The concert marks a return engagement for Ioannides, who is in her tenth year as the Music Director of Symphony Tacoma. Ioannides made a terrific impression in her last appearance with the orchestra in January of 2021, even though she had to conduct with a mask because of the pandemic. This time around, she will be freed up to convey a fuller range of emotion.

“I love the impressionist and post-impressionist period of music,” said Ioannides via phone. “This concert will feature rich and lush pieces that resonate well with audiences. Corigliano is one of the great American composers, and his Red Violin Chaconne is based on seven different chords. People can follow the seven-chord line through the piece.”

One of the finest programmatic works ever written is Respighi’s Pines of Rome, a tone poem with four movements portraying settings in the city with pine trees.

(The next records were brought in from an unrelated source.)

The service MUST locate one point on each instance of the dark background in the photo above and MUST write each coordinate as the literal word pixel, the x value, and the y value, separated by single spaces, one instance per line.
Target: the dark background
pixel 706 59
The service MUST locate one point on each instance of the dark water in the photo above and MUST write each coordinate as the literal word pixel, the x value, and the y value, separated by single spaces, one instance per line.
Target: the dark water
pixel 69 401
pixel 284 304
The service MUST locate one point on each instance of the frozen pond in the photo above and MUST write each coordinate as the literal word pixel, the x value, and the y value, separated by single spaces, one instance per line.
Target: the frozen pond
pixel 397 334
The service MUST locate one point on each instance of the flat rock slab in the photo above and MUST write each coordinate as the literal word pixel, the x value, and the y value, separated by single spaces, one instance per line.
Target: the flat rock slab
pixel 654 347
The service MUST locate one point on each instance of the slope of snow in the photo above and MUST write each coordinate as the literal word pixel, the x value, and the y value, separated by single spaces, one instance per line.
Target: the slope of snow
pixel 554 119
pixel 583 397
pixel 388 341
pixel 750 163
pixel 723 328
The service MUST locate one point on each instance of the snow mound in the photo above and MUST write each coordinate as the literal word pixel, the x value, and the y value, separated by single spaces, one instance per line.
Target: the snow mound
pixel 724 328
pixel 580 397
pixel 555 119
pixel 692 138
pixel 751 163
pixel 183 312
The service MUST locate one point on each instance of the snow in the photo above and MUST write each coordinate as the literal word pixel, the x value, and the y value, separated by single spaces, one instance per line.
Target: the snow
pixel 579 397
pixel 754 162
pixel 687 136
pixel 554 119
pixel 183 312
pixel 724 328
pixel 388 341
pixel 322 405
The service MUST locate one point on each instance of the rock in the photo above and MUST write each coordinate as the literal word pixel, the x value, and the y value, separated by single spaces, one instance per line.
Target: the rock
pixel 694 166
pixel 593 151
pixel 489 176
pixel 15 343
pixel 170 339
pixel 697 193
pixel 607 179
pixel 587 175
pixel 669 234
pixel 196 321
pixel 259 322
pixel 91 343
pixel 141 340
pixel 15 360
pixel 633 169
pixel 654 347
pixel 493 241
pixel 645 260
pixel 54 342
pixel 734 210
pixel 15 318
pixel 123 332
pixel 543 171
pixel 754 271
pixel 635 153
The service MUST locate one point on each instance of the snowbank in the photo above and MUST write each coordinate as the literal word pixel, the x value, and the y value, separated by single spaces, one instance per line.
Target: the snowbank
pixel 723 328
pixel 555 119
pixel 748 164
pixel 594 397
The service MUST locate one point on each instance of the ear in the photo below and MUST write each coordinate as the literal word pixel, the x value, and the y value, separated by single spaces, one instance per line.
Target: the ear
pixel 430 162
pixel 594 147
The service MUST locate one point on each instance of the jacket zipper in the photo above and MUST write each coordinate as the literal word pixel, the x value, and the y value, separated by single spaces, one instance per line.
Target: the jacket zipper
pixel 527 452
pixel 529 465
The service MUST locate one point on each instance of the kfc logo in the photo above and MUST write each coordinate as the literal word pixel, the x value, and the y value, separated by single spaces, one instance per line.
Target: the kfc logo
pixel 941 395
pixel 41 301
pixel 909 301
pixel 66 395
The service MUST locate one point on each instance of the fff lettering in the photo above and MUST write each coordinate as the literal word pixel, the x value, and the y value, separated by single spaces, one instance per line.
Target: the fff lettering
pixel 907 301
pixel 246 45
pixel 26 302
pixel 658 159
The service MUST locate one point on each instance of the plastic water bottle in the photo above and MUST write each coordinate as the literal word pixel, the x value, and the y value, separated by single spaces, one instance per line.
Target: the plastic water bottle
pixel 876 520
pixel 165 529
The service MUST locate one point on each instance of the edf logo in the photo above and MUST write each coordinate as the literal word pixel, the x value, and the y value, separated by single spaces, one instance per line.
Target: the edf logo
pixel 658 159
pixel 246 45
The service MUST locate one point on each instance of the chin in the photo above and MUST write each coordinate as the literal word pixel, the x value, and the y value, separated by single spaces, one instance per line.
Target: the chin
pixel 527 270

“You will hear children playing under the pine trees in the Villa Borghese gardens in the first movement,” said Ioannides. “The second presents shadows of the pines by the catacombs. It is hymnlike and mysterious. The third offers a nighttime scene of the pines of the Janiculum hill, and it has a recording of bird sounds. In the fourth movement the dawn comes back, and we are at the Appian Way with a distance army marching toward us as the sun comes up – leaving all the death and the misery behind – glory has come to the new capital.”
 
Since the concert is loaded with impressionistic gems, the music will encourage audience members to close their eyes and use their imaginations. That might cause some people to reach into their purses for bug spray when they hear The Wasps, but who can blame them.